- November 29, 2017
- Posted by: Madrigal Admin
- Categories: All Blogs, Word of the Week Blog
When I was a boy living in Scone, in country NSW we still had a traditional Christmas along the lines of that which my parents had had growing up in England. This meant two things: firstly, that we sat around at midday on Christmas Day in sweltering heat (we had no air conditioning, see below) and ate a mid-winter feast of roast poultry followed by a traditional pudding and fruit mince pies; and secondly, that due to the post-war austerity that my parents had lived through, combined with the carefulness of my Yorkshireman father, we did nothing else that was extravagant.
We received a pile of parcels from England (from a wealth of grandparents and Great Aunts that I could not remember). In those days, before padded envelopes, the parcels were carefully wrapped in brown wrapping paper and tied up with string to keep everything together.
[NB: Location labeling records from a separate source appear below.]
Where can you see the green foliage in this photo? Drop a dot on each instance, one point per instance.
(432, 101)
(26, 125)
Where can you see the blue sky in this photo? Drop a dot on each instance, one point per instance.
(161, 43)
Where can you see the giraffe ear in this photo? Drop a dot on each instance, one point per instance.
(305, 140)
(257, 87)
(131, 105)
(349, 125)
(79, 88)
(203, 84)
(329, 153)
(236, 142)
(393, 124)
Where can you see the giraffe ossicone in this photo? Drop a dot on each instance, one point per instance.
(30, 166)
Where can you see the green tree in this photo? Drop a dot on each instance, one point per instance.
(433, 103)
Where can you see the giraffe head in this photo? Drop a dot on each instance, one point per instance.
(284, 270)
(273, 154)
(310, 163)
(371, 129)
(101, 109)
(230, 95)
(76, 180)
Not being allowed to waste anything we were not to cut the string but had to carefully untie all the knots so that the string could be saved (after Christmas it was put in a drawer where it became a tangled mess along with the accumulated rubber bands and other things that were not wasted).
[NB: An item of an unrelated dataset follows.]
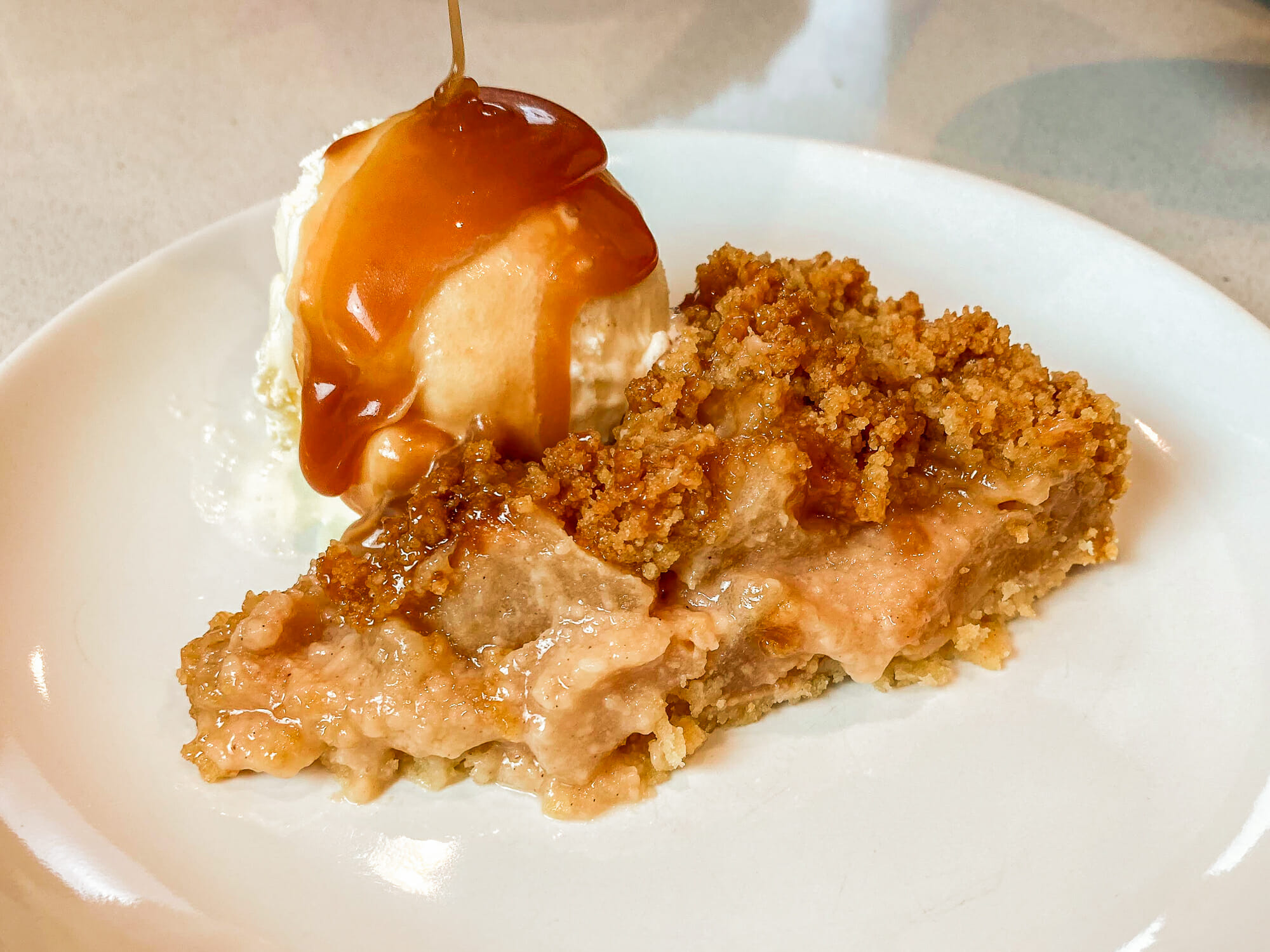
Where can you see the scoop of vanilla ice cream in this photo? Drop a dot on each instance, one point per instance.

The untying was incredibly slow as the knots were intricate and I still remember having to pass the packages on to mum or dad to finish (my father, fearful of waste but not a man of infinite patience, would inevitably have the scissors fetched). Neither were we allowed to rip the brown paper or the Christmas paper having instead to painstakingly try to remove the sticky tape without damaging the paper so that it could be reused (this was virtually impossible, but to this day I am still determined to try).
My parents were not miserly with gift giving nor the food. Although, ostensibly to save money, we kept our own geese, two of which had to be slaughtered and plucked on Christmas Eve. The plucking seemed to always fall to me.
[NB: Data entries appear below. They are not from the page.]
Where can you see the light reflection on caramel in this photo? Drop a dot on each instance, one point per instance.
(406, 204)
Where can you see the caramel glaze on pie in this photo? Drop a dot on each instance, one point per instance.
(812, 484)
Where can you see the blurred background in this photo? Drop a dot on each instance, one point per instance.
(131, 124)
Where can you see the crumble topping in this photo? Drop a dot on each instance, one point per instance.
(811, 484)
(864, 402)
However, Christmas decoration was very much a do-it-yourself affair. We would head out of town in early December to cut down a small pine tree growing by the side of the road at Owens Gap, the way out of the valley to Merriwa. I am not sure it was entirely legal, and certainly by the furtive way my father behaved, he was not convinced either. The tree was usually small and not very bushy but it was certainly cheap. At home we would prop the tree up in a bucket full of stones, which was not very satisfactory, until I convinced my father to help me fabricate a stand from some of his scrap wood (another precious commodity).
We were allowed to buy tinsel but the rest of the Christmas tree decorations were nearly all things that me and my brother and sister had made at school. Now while this has some charm to it, many of these little curios were getting well past their use-by-dates when we had all left home.
But one Christmas we bought some baubles and this seemed to me like the ultimate in decadence. They were a mixture of red and gold balls, and all were delicate and shiny. Compared to the yellowing paper decorations held together with Perkins Paste and sticky tape, they seemed like magnificent treasure from the Orient, something worthy of the Magi taking to Jesus. Every now and then one would fall off the tree and smash revealing the egg-shell like glass they were made from and upsetting me as it seemed that our Christmas tree treasure was slowly diminishing.
And it is not just me that loves baubles. Bauble has moved beyond its original and very old meaning as a showy trinket or ornament to be a legitimate and noble Christmas decoration. The word comes from the Norman French baubel for a child’s toy or a trinket. It is likely to have come from a “reduplication” of bel from the Latin word, bellus, meaning pretty. Reduplication (sometimes even called “lexical cloning” which sounds very-very scientific) is used in language for emphasis (and sometimes for humour) and is common in English with examples including: helter-skelter; razzle-dazzle; zig-zag; and bye-bye.
So what we really have with bauble is the French word belle, meaning pretty (as well as beautiful or nice) reduplicated as belle-belle, which would translate as pretty-pretty. That I am quite delighted by.